Dos dois claustros – havia outros dois mais recentes, do século 16, mas foram incendiados durante as Invasões Francesas em 1810 e acabaram demolidos por ocasião das obras de restauro do monumento, no século 19 – o Claustro Real é o mais antigo. À volta do pátio de forma quadrada temos galerias abobadadas e nos arcos góticos virados para o jardim vemos motivos manuelinos como a Cruz de Cristo e a Esfera Armilar. Como anexos, a Sala do Capítulo, a Adega dos Frades, a cozinha e o refeitório. A Sala do Capítulo, que desde 1921 acolhe o túmulo do Soldado Desconhecido, tem mais uma incrível abóbada estrelada de oito pontas sem qualquer apoio central.

Já o Claustro de D. Afonso V é resultado da primeira ampliação do convento, ocorrida na segunda metade do século 15. As obras foram levadas a efeito por Fernão de Évora e foi um dos primeiros claustros com dois andares em Portugal, cujas dependências no tempo dos monges eram ocupadas pela enfermaria, notário, biblioteca, despensa e armazém da lenha.
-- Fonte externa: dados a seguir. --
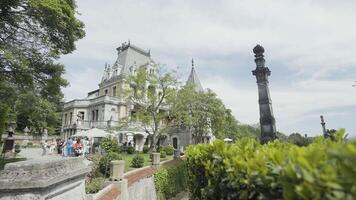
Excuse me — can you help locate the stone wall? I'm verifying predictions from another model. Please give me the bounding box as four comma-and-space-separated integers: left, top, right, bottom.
0, 157, 90, 200
90, 159, 179, 200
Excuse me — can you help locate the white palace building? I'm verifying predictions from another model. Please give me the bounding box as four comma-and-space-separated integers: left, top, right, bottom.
61, 41, 213, 151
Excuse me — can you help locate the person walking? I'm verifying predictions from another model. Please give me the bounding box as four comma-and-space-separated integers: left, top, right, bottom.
66, 138, 73, 157
73, 138, 83, 157
41, 140, 48, 156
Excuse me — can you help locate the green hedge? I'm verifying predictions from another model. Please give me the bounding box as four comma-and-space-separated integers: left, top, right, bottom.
154, 161, 188, 200
185, 129, 356, 200
131, 154, 144, 168
161, 145, 175, 155
99, 152, 122, 177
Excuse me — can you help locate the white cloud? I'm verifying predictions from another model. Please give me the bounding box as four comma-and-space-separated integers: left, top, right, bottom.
60, 0, 356, 136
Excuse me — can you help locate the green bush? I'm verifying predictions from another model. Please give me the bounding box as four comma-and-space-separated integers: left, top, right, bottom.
154, 161, 188, 199
143, 145, 149, 153
14, 144, 21, 154
160, 150, 167, 158
27, 142, 33, 147
131, 154, 144, 168
127, 146, 135, 154
100, 136, 120, 153
186, 129, 356, 200
85, 177, 105, 194
162, 145, 174, 155
99, 152, 122, 177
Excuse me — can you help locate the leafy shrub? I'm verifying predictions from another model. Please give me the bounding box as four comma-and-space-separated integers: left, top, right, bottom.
100, 136, 120, 153
127, 146, 135, 154
143, 145, 149, 153
99, 152, 122, 177
160, 150, 167, 158
14, 144, 21, 154
85, 177, 105, 194
131, 154, 144, 168
154, 161, 188, 199
161, 145, 174, 155
27, 142, 33, 147
186, 129, 356, 200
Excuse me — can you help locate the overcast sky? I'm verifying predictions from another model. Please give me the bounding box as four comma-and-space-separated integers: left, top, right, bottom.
60, 0, 356, 137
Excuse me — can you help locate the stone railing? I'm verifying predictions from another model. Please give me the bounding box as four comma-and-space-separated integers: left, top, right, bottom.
88, 153, 181, 200
0, 157, 90, 200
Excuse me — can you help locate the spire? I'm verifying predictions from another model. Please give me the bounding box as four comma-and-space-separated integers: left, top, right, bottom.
186, 58, 203, 92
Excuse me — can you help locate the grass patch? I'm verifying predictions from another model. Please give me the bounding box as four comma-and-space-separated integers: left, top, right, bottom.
121, 153, 173, 172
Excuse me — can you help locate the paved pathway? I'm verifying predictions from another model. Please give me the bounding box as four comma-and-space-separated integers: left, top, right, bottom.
19, 147, 61, 160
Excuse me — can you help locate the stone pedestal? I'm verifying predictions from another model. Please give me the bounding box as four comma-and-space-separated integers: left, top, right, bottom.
152, 153, 160, 168
110, 160, 125, 181
0, 157, 90, 200
174, 149, 181, 160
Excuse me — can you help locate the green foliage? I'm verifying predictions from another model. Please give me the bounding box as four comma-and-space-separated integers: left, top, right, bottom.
186, 129, 356, 200
27, 142, 33, 147
127, 146, 135, 154
0, 0, 85, 136
288, 133, 312, 146
100, 137, 120, 153
85, 177, 105, 194
160, 150, 167, 158
127, 67, 178, 151
14, 92, 60, 134
171, 85, 257, 142
99, 152, 122, 177
161, 144, 175, 155
154, 161, 188, 199
143, 145, 149, 153
131, 154, 144, 168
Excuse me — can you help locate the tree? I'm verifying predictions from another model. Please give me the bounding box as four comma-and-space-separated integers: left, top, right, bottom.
126, 67, 178, 151
288, 132, 311, 146
0, 0, 85, 136
170, 85, 226, 143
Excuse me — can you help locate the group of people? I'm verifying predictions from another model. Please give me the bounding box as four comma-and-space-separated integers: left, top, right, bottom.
41, 137, 91, 157
62, 137, 90, 157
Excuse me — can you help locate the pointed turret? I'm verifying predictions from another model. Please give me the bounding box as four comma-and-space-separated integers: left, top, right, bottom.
186, 59, 204, 92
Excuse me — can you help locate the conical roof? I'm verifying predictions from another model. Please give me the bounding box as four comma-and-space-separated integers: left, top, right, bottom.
186, 59, 204, 92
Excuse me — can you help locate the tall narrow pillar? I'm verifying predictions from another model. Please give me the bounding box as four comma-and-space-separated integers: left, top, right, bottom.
320, 115, 327, 137
252, 45, 277, 144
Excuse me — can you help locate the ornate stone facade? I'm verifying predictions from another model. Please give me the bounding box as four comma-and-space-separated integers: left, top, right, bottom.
61, 42, 213, 151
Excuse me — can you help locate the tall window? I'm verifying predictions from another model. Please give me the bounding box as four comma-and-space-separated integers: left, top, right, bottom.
64, 113, 67, 125
113, 86, 116, 96
78, 111, 85, 120
69, 112, 73, 124
95, 110, 99, 121
92, 110, 95, 121
105, 89, 108, 95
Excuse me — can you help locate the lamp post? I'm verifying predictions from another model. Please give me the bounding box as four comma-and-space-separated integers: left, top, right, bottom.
2, 120, 16, 157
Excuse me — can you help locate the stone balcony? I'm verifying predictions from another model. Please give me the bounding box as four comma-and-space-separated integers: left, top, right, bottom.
62, 120, 120, 130
64, 95, 123, 110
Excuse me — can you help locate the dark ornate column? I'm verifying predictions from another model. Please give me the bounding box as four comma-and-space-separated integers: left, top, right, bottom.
252, 44, 277, 144
320, 115, 327, 138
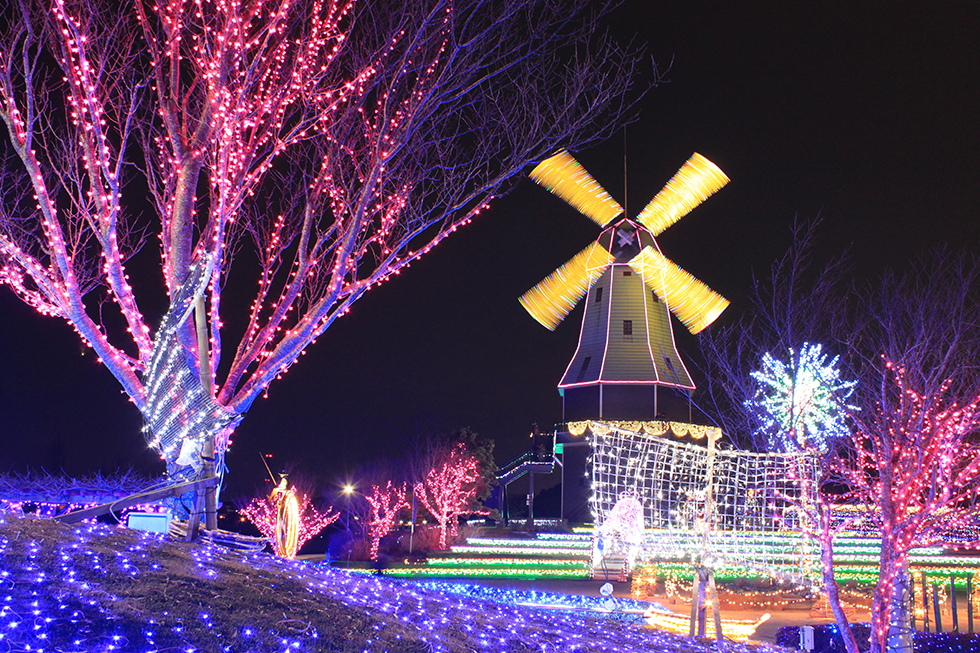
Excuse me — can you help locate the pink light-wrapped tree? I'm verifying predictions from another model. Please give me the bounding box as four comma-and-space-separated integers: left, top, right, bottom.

Mais simples e austero na sua estrutura e decoração, há quem se refira a este estilo como “gótico linear”, mais próximo dos edifícios cistercienses.

Mas para se entrar neste conjunto maravilhoso há que, antes, contemplar os seus majestosos portais. O portal principal, obra de Huguet, é o único totalmente esculpido no nosso país. Em cada um dos lados apresentam-se os apóstolos e por cima deles, nas arquivoltas, uma série de personagens do mundo celeste. No tímpano vê-se a figura de Deus sentado sobre um trono, coberto por um baldaquino, e ladeado pelos quatro evangelistas, acompanhados dos seus animais simbólicos: São João com a águia, São Marcos com o leão, São Lucas com o boi e São Mateus com o anjo. Tudo isto rematado com a cena da Coroação da Virgem.

O portal lateral, por sua vez, é obra de Afonso Domingues e as suas quatro arquivoltas de arco quebrado terminam com um gablete pontiagudo, encimado pelos brasões dos fundadores do mosteiro.

Para finalizar, uma curiosidade na envolvente do Mosteiro da Batalha, que já não vimos no nosso tempo. Na década de 1940 entendeu-se que os edifícios da vila que lhe eram contiguous não dignificavam o monumento; vai daí, parte da antiga vila foi demolida na década de 1960, a propósito da construção da variante à estrada nacional nº 1, atual IC2. Ainda assim, a praça principal da Batalha está aqui próxima, como que uma esplanada para um dos mosteiros mais bonitos do nosso país.